In a previous CyberInsights article, I discussed the shift in cybersecurity priorities we have been observing from the focus on confidentiality (of information such as health data) toward concerns about availability (of systems and, for example, provided health services).23 We are only now starting to become concerned about information integrity and with the use of AI the risk will only increase. As the above-discussed examples of deepfakes illustrate, it makes this even more concerning because the integrity manipulation via AI is so real that it will be difficult to know or prove that it is fake.
Some security researchers are concerned that after we have entered the realm of not being able to tell facts from fakes, or provide evidence of what is true or false, “reality apathy” will set in and we will enter an information crisis.
ML and AI tools will enable highly targeted and fine-tuned social media misinformation campaigns. Some security researchers are concerned that after we have entered the realm of not being able to tell facts from fakes, or provide evidence of what is true or false, “reality apathy” will set in and we will enter an information crisis. Some are even going as far as calling it a looming information apocalypse.24
Most recently, in an op-ed in the Washington Post, Sen. Ben Sasse (R-NE) wrote, ”I spoke recently with one of the most senior U.S. intelligence officials, who told me that many leaders in his community think we're on the verge of a deep-fakes ‘perfect storm.’”25 In Sasse's characterization, this perfect storm is the confluence of easy-to-use technology, hostile foreign governments, and an American electorate bitterly at odds with itself.
As a result, we may not be able to detect the real being real and the fake being fake. Citizens will start to distrust politicians (even more) and the press and will retreat into their preformed opinion as they stop paying attention and fail in their obligation to stay informed—meaning a very basic requirement for a democracy to function is at risk of failing.
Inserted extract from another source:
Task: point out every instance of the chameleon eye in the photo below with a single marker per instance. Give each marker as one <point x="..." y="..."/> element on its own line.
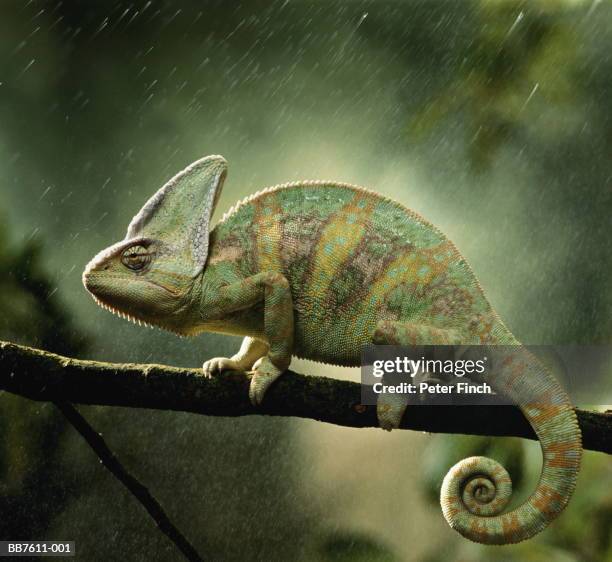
<point x="136" y="257"/>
Returning to healthcare, if patients can't trust their doctors, or doctors can't trust the data they are looking at (be it real or fake; doubt is already a sufficient disruptor), we have a public health problem of unforeseen proportions.
These concerns are exacerbated by our cyber resilience being far from where it should be and the fact that we remain massively underprepared for a serious cyberattack.26 In addition, business and political interests may be preventing us from seriously tackling these cybersecurity challenges as quickly and as aggressively as we should.27
In a sense, we should be concerned that the terminator wars of the future will not be wars among robots but conflicts of computers waging information warfare.